There's definitely something inside you that you have held on for too long.
You ARE a strong person and you have very little fear, remember?
This has not changed. Just some circumstances outside you.
Don't let them take over.

Just to help you process things a bit better:
Practice mindfulness. Live in the moment. See the present
as just the way things are now.
Mikes symptoms are just part of a message.
It is valuable information that his body is not in harmony and in balance.
Sometimes we do not pay attention. Sometimes the message is stronger
and then we may listen. It is an opportunity to correct the imbalance.
Good or bad information, news, events are only such according to the "judgement"or the "concepts" we have about them in our heads.
The BMI scale you are using for Mike is "different than the one I use.
I use the BMI Prime.It is a ratio of actual BMI to upper limit BMI which is
25 for Western Societies. So Mike's BMI Prime is 17/25 or 0.68.
Optimum is 0.74-0.99. So now he is in a  category  just below optimum!
Get him some apple juice, apple cider vinegar and a little virgin coconut oil. The first 2 will help with pain and the coconut oil with energy. His brain can use this for energy as well. Coconut oil can cross the blood-brain barrier and supply much needed energy in such circumstances where glucose supply is limited.
It is normal that he needs to sleep. His body is fighting constantly to beat this thing and at the same time he is unable to get enough fuel to continue , so nature prevails by having him sleep a lot to save energy.

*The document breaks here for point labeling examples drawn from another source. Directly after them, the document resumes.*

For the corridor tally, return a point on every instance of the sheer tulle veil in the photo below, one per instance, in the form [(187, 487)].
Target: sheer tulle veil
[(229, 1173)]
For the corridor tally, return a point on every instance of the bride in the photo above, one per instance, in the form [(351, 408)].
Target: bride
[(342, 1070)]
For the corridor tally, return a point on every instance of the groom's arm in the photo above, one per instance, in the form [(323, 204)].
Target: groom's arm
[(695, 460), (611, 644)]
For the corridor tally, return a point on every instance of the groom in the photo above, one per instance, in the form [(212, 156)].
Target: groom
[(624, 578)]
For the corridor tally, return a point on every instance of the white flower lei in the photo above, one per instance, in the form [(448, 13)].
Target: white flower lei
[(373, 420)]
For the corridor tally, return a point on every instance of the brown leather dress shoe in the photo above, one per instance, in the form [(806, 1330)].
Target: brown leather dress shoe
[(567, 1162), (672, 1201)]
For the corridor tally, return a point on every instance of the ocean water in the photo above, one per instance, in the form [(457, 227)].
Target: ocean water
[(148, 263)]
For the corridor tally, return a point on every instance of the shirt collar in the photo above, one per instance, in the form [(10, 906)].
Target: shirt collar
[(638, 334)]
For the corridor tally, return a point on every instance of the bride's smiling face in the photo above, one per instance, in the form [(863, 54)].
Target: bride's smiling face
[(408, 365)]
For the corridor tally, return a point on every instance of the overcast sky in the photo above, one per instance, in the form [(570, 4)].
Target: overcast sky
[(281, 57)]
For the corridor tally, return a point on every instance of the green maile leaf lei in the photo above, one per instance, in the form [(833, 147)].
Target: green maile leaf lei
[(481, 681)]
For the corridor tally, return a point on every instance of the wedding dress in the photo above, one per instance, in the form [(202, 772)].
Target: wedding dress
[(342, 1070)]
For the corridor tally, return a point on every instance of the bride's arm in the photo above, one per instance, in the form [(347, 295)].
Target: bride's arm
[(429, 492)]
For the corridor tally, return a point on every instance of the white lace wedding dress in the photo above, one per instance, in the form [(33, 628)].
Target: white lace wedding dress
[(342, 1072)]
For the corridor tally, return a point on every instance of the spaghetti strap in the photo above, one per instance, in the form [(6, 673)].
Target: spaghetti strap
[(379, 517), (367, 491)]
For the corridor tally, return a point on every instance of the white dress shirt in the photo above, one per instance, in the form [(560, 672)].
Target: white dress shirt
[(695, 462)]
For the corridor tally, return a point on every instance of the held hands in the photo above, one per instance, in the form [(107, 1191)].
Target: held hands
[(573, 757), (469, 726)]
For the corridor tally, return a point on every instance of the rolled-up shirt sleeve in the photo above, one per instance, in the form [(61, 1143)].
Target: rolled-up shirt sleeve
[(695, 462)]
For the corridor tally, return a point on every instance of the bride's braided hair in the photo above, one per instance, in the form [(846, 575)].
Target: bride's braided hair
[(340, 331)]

You need to rest and this is what your headaches are telling you.
And worrying about every detail. Worry is a form of fear, but very unreal.
It is future based, a product of thinking and very demotivating.
Invite what you really want. Your energy will attract whatever you are putting out there. So you might as well go for your heart desires!
Maria, let go of the heavy stuff  that is not serving you.
Once you lighten the load, you will feel better, regardless of the outside circumstances. Allow yourself this, and  the reward is that you will be able to serve Mike and anyone around you in a more gratifying manner.
Now it is just a struggle. I know it and I feel it in my gut!!
Stay Strong and True to yourself.
We may not be neighbors as Buffy put it, but we are right there with you in thought and spirit.
Keep us posted.
Blessings and Hugs
Niko

Helpful - 0
1830047 tn?1321667793
Hi A.  I am not much use right now but saw your post and wanted to wish you the best.  Hang in there.  You and your husband will work out something.  As for SS, I would suggest you start right away.  Don't wait until you are too far gone to go through the necessary motions/whatever is necessary.  I am learning the hard way to seek help before I think I need it or it's too late.

Give yourself a nap, ask a neighbor for help (I'd help if I could in a heartbeat and I'm no Mother T).  I don't know your story but I hope you aren't trying to do everything yourself.

Hang in there and keep us posted.

I'll check in and intro myself when I can type more.